If you have trouble qualifying for a mortgage, you might consider adding a non-occupying co-borrower to the loan. While this seems good in theory, don’t make the mistake of assuming you can use it on just any loan program. There are strict rules regarding when you can use a borrower that doesn’t live with you on your mortgage.
Who is a Non-Occupant Co-Borrower?
A non-occupant co-borrower is a person that goes on the loan but does not live in the home with you. They sign every loan document that you sign. The only difference is they go and live in their own home while you live in the home you just bought with the new mortgage.
The non-occupying co-borrower may be able to help you if you have bad credit, low income, or not enough money to put down on the home. Usually borrowers have some type of negative aspect of their loan application that would leave them unable to get a loan approval.
Using a Non-Occupant Co-Borrower on a Conventional Loan
Conventional loans are backed by Fannie Mae and Freddie Mac. You may also hear them called conforming loans. These loans generally allow up to a 95% LTV if you have a good credit score and a low debt ratio.

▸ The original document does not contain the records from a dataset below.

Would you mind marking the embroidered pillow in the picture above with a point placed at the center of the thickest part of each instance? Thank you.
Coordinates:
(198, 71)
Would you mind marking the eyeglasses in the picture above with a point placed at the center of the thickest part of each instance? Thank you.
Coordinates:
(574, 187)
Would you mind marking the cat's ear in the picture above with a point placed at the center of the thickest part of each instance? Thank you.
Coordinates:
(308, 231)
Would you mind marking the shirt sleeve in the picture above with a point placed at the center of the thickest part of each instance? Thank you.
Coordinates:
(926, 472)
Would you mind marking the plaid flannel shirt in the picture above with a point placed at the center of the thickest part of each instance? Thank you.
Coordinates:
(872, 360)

If you don’t have the credit score and debt ratio that conventional loans require, you may consider using a non-occupying co-borrower. Before you do, though, understand that you will have to contribute at least 5% of your own money for the loan. That’s a Fannie Mae/Freddie Mac rule. They want to make sure that you have an investment in the home so you are motivated to make the payments on time.
You may be able to use the co-borrower’s income to qualify for the loan, but only if the lender manually underwrites the loan. Since this isn’t the norm because most lenders use an automated system to underwrite the loan, you may have to shop around for a lender willing to allow manual underwriting.
Using a Non-Occupant Co-Borrower on an FHA Loan
FHA loans have a little more flexibility when considering a non-occupant co-borrower. As long as the co-borrower is related by blood, not marriage, you can secure a loan of up to 96.5% and use the co-borrower’s income and credit to help you qualify.
If you use a co-borrower that is not related by blood, though, the FHA limits your LTV to just 75% of the value of the home. The FHA still allows the use of the borrower’s income and credit, but you need a hefty down payment to go this route.
Non-occupant co-borrowers can help you have more buying power by increasing the total income used for the loan. Before you take this route, though, give it careful thought. Does it make seems to take a larger mortgage payment? Can you afford it? While it’s great that you have a family member willing to help you buy a home, but you are still the one that has to pay the mortgage. Remember, this is your mortgage for the next 30 years, in most cases. You want to consider the consequences of taking the loan very carefully so that you know what you are getting yourself into.